While Amazon has typically started holiday deals at the beginning of November, this year will feature more products and more frequent deals, says spokeswoman Julie Law. Amazon will increase its deal of the day feature to include two deals a day every day from Nov. 1 until Dec. 22.

It will also increase the frequency and number of products available as "lightning deals" from Nov. 1 until the official Black Friday on Nov. 28. Lightning deals are products that go on sale for a limited amount of time each day; closer to Black Friday, deals go up every 10 minutes, Law says.

The deals will be for products in higher demand around the holidays, such as cookware, electronics, and toys.

· Office Depot (ODP) and OfficeMax will also start holiday deals this weekend, with savings on laptops and touchscreen computers from Nov. 2-15. The stores will also have Cyber Monday deals every Monday in November, the company said Thursday.

· This is the first year Sears (SHLD) will offer Black Friday deals two weeks early during a friends and family sale on Nov. 9. Certain items in apparel, appliances, tools and footwear will be available at a steeper "Black Friday" discount on top of the 5% to 15% discount that's part of the friends and family event, a spokesperson says.

While Black Friday may have been seen as the official start to the holiday season in the past decade, it's now been relegated as more of a fun social occasion as retailers push sales earlier into November in order to win over customers, says Allison Paul, head of U.S. retail and distribution at consulting firm Deloitte.

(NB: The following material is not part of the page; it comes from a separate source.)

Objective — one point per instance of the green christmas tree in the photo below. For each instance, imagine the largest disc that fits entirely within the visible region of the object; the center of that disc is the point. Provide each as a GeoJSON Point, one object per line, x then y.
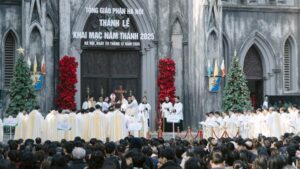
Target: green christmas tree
{"type": "Point", "coordinates": [236, 92]}
{"type": "Point", "coordinates": [21, 90]}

Especially as online and mobile shopping becomes both more accessible and convenient, the significance of Black Friday will continue to diminish, she says.

"For the investment you have to make in time and basic hardship, the value equation is not there for everybody," Paul says. "There's no getting around the fact that Black Friday and some of those other days –it's a madhouse."

Deloitte's holiday shopping survey of 5,000 consumers, out this week, found that just 9% plan to shop on Black Friday and that most plan to shop in December or other days throughout November.

Paul also says retailers are probably "hedging their bets" against potentially bad weather in December by spreading bigger and better sales throughout the season; last year shoppers were likely deterred, and store sales suffered, by major storms in the Midwest and Northeast over two of the weekends leading up to Christmas, she says.

In other holiday shopping news, Kohl's followed Macy's lead and announced Thursday it will open two hours earlier on Thanksgiving, at 6 p.m.